A famous faux-commercial from “Saturday Night Live” has Sam Waterston as pitchman for Old Glory Insurance. Waterston, former star of NBC’s “Law & Order,” warns of a dire threat plaguing the nation. He plays it so straight it isn’t until the nature of the threat is revealed that the viewer understands the joke—robots are attacking the elderly.
“As a senior citizen, you’re probably aware of the threat robots pose,” Waterston deadpans. “Robots are everywhere, and they eat old people’s medicine for fuel.”
Pretty amusing; especially against the backdrop of a low-tech, 1950s robot smashing through an elderly couple’s bedroom door to gobble their pills.
It’s easy to laugh at irrational fears, especially as we age. But playing off the fears of others? Not so much.

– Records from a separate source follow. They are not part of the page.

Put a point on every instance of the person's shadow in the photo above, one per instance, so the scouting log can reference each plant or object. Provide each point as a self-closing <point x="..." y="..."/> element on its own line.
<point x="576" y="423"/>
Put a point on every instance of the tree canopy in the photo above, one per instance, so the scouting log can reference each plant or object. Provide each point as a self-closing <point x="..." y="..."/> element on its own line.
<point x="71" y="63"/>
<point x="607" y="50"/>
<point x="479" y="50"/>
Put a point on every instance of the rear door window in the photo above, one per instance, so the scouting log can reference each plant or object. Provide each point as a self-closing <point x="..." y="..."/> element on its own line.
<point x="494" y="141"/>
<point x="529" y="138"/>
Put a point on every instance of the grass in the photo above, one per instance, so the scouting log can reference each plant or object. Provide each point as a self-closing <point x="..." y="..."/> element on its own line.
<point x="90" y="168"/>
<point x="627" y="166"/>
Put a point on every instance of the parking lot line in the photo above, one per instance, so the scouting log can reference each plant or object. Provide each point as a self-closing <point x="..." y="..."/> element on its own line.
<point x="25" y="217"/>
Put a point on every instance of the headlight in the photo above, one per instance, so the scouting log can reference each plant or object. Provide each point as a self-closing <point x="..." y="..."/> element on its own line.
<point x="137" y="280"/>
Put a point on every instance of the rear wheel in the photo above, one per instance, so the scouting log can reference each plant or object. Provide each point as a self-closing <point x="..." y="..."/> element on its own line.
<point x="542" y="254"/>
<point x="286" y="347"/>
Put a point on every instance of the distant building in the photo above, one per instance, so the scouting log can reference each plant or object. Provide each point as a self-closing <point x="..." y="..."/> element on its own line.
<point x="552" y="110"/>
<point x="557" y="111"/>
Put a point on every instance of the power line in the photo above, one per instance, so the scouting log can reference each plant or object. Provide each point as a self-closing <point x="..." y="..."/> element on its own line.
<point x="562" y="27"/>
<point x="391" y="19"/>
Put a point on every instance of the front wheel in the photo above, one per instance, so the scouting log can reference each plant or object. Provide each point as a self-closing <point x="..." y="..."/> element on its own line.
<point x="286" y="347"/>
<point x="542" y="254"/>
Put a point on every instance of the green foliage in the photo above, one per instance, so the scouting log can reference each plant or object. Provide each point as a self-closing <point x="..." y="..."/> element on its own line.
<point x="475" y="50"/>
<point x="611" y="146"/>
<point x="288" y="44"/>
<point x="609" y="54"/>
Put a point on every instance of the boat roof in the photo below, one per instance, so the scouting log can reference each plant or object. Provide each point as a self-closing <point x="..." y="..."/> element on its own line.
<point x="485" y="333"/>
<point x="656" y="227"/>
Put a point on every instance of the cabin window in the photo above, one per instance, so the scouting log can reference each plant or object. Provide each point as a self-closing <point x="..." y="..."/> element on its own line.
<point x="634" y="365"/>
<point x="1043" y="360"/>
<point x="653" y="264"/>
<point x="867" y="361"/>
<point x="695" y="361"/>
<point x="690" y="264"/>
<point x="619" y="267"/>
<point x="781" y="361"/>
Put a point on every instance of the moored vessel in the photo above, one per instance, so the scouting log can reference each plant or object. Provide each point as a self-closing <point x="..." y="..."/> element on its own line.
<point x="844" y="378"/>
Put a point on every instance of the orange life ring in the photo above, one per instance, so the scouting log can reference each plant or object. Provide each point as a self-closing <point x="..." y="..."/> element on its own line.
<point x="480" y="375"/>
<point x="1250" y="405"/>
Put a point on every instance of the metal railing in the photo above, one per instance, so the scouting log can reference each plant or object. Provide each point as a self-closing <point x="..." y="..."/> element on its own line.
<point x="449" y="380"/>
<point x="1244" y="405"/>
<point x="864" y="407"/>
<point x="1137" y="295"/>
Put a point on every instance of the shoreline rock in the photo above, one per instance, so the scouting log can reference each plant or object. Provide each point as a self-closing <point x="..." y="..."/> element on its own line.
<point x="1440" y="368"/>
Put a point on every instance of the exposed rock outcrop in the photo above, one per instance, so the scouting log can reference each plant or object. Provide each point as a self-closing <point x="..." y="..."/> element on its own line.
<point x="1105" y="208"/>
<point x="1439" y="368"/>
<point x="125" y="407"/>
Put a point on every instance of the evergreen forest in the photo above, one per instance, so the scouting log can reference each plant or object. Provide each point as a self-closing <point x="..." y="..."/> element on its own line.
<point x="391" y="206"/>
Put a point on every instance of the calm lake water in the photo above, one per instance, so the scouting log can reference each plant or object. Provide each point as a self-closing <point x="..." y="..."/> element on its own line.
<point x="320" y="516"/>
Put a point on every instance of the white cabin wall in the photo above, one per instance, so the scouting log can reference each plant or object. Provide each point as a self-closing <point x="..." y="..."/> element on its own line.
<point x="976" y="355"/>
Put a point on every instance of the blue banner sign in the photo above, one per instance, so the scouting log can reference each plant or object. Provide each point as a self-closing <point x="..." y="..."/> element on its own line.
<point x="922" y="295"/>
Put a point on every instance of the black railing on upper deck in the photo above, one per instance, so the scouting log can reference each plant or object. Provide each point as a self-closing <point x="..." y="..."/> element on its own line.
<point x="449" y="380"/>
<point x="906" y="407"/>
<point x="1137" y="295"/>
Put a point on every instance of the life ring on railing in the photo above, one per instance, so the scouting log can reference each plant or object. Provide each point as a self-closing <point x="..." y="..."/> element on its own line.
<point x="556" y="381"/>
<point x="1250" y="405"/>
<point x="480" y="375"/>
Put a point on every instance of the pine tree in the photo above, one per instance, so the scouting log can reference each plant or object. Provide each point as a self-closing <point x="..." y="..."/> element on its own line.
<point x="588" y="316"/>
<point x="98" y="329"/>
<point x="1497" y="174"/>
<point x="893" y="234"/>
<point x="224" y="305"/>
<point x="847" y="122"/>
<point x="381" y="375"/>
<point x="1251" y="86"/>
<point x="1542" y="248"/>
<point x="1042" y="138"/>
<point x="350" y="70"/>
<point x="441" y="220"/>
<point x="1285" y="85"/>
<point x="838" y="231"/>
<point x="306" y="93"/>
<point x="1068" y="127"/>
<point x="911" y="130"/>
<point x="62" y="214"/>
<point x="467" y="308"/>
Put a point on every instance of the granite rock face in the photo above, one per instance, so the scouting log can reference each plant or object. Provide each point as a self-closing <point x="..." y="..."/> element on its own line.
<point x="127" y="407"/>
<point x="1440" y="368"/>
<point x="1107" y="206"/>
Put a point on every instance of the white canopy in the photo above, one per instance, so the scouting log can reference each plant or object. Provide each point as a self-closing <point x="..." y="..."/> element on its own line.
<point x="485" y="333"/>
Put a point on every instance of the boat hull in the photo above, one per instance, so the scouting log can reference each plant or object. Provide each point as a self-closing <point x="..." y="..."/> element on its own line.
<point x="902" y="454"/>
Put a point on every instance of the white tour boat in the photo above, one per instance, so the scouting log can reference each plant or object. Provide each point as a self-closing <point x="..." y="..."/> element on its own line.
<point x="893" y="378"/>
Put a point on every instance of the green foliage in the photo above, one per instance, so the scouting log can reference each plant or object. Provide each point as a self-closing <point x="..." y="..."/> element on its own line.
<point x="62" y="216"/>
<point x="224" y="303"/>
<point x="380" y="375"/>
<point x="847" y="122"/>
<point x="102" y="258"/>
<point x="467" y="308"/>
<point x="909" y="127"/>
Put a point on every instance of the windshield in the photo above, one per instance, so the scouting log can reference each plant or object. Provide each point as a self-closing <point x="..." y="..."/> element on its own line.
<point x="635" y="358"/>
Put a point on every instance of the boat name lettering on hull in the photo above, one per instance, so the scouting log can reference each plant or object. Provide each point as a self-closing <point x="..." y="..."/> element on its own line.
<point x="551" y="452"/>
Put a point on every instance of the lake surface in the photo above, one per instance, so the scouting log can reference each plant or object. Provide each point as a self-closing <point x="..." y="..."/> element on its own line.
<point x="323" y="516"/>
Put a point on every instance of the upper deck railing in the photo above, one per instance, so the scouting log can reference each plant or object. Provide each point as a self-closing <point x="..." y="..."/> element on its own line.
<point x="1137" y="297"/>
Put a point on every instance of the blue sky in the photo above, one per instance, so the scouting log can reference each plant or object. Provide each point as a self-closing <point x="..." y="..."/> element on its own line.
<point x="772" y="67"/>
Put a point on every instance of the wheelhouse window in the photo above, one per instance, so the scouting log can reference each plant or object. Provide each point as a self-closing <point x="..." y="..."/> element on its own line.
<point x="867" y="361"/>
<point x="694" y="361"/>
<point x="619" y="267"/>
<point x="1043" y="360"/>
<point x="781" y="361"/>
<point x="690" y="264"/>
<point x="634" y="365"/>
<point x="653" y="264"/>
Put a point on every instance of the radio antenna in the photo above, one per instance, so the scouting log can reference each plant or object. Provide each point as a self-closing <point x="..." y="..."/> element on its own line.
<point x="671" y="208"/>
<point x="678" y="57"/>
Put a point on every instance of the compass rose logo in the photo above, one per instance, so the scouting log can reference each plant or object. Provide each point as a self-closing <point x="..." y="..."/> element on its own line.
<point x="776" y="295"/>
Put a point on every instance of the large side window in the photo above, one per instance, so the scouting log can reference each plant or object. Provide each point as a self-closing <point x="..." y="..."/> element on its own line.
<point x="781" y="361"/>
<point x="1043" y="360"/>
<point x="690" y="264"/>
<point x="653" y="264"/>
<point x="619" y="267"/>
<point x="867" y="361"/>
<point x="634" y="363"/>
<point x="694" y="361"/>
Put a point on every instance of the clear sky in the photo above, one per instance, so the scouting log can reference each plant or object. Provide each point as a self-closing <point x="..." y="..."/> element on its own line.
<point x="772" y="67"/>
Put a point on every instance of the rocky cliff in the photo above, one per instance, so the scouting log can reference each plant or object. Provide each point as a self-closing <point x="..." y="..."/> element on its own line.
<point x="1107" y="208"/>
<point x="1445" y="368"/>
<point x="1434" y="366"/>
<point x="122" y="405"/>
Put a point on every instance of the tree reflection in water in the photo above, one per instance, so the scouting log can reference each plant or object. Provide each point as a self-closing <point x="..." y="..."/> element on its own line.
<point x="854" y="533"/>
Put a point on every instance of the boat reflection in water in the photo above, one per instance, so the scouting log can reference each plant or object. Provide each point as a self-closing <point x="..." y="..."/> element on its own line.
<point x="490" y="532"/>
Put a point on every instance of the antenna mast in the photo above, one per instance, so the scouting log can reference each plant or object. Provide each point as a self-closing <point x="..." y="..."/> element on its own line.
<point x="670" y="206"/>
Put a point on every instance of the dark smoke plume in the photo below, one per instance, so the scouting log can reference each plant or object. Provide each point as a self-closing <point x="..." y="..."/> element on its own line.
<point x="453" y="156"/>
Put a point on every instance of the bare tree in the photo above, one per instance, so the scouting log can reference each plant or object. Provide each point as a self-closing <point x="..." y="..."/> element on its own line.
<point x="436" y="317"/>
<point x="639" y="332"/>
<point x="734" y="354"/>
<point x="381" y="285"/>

For a short time, a colleague was employed with a firm that was riding high on variable annuities in the early part of the last decade. Their marketing and sales techniques were typical of too many questionable business practices industry—wide at the time that eventually came to light. It wasn’t just that they were telling their appointed advisors to scare older people, but they were writing it down. He remembers reading official memoranda that suggested they remind depression-era babies of the hardships they and their family went through, and then of course pitch the product’s inherent guarantees as a way to guard against a similar crash. The economic crisis exposed not only the immorality of such techniques, but also the folly, as every sector of the economy, including insurance, was rocked to its foundation.